Well now I don’t really ever remember getting paid on time, there is usually some kind glitch that holds payment up. Nowadays it’s like a gamble if you even get paid at all. Fortunately fortune has us in the "EIFS world” meaning when it comes to getting paid we are on the other side of that BIG NASTY BEAST called "EIFS insurance.” It works like this: We have extended warranties and EIFS insurance and you have our money, and we want to make a trade when the job is done. So far nobody has wanted to sit alone in that hot seat. We still have to wait and listen to all the excuses about why the payments are not here, but at least they know that we have a very legitimate bargaining chip.
—Jeff Muller, Vice President, M&O Exterior Applicators, Inc., Frederick, Maryland

We tried the "nice” approach only to realize that the companies were using it as a continued excuse not to pay and/or we waited too long to put a mechanic’s lien on the project. Now, we contact our customer’s accounting department at 15 days to ensure that everything is okay with the invoice.
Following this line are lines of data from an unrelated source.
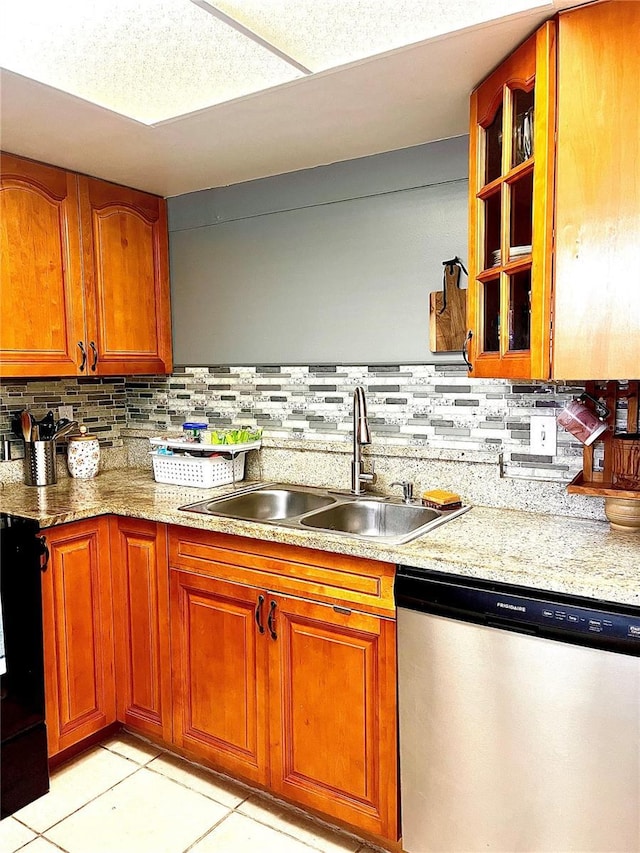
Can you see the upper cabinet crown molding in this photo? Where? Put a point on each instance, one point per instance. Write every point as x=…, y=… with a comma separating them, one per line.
x=84, y=275
x=554, y=207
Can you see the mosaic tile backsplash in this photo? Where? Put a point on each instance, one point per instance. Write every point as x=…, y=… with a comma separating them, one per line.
x=422, y=405
x=99, y=403
x=433, y=405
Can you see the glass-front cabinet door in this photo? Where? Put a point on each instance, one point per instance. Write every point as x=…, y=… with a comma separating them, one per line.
x=511, y=214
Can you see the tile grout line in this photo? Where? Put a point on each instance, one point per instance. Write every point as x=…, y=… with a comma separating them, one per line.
x=75, y=811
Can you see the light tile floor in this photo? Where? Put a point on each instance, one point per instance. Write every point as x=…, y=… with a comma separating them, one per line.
x=127, y=796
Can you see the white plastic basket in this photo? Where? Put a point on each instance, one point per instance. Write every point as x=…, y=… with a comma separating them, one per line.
x=203, y=472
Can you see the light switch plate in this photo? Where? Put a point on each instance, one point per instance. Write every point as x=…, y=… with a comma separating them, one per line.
x=65, y=412
x=543, y=436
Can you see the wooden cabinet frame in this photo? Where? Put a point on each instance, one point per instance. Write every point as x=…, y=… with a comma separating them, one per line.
x=85, y=275
x=77, y=623
x=533, y=65
x=315, y=676
x=141, y=625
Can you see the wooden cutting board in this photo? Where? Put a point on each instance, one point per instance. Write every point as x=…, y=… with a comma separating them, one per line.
x=448, y=313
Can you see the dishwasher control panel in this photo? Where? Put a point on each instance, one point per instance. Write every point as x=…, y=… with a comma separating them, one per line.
x=500, y=605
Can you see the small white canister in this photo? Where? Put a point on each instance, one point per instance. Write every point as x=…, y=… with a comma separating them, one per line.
x=83, y=455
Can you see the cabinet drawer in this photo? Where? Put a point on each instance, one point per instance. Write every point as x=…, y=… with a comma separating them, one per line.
x=305, y=572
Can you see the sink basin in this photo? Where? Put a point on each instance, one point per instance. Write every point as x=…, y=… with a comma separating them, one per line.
x=268, y=504
x=297, y=507
x=372, y=518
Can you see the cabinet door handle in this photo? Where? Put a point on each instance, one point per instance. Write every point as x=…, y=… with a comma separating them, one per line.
x=465, y=351
x=259, y=614
x=84, y=355
x=271, y=621
x=44, y=553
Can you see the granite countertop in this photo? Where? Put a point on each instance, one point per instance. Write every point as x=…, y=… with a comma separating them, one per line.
x=548, y=552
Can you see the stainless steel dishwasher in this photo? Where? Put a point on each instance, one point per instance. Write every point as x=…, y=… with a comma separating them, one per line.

At 35 days we make contact again, and at 45 days we file a Notice of Intent to Lien protecting our rights if the contractor goes belly up. We find that once they or their client’s receive the notice, they pay right away.
—Anonymous

Be as aggressive as possible, file all your paperwork, and do not let your lien rights expire.
—Anonymous

Credit is a privilege, not a requirement that you are extending. Why should you not be paid on time, unless you made other arrangements with your customers? When you give the service, you should be paid promptly as agreed. You are not their banker unless you choose to be!! What is wrong with being forceful? It is your $$$. ... Your cash flow is how you survive or die in business. You all know that!!

— "Laddy” Dale, Dale Enterprises Inc., Grand Junction, Colorado

Liens on property, small claims court lawyers
—Anonymous

Understanding your customers and their payment trends is the key to working on past due accounts. Some you give leeway to and others you must tighten your stance.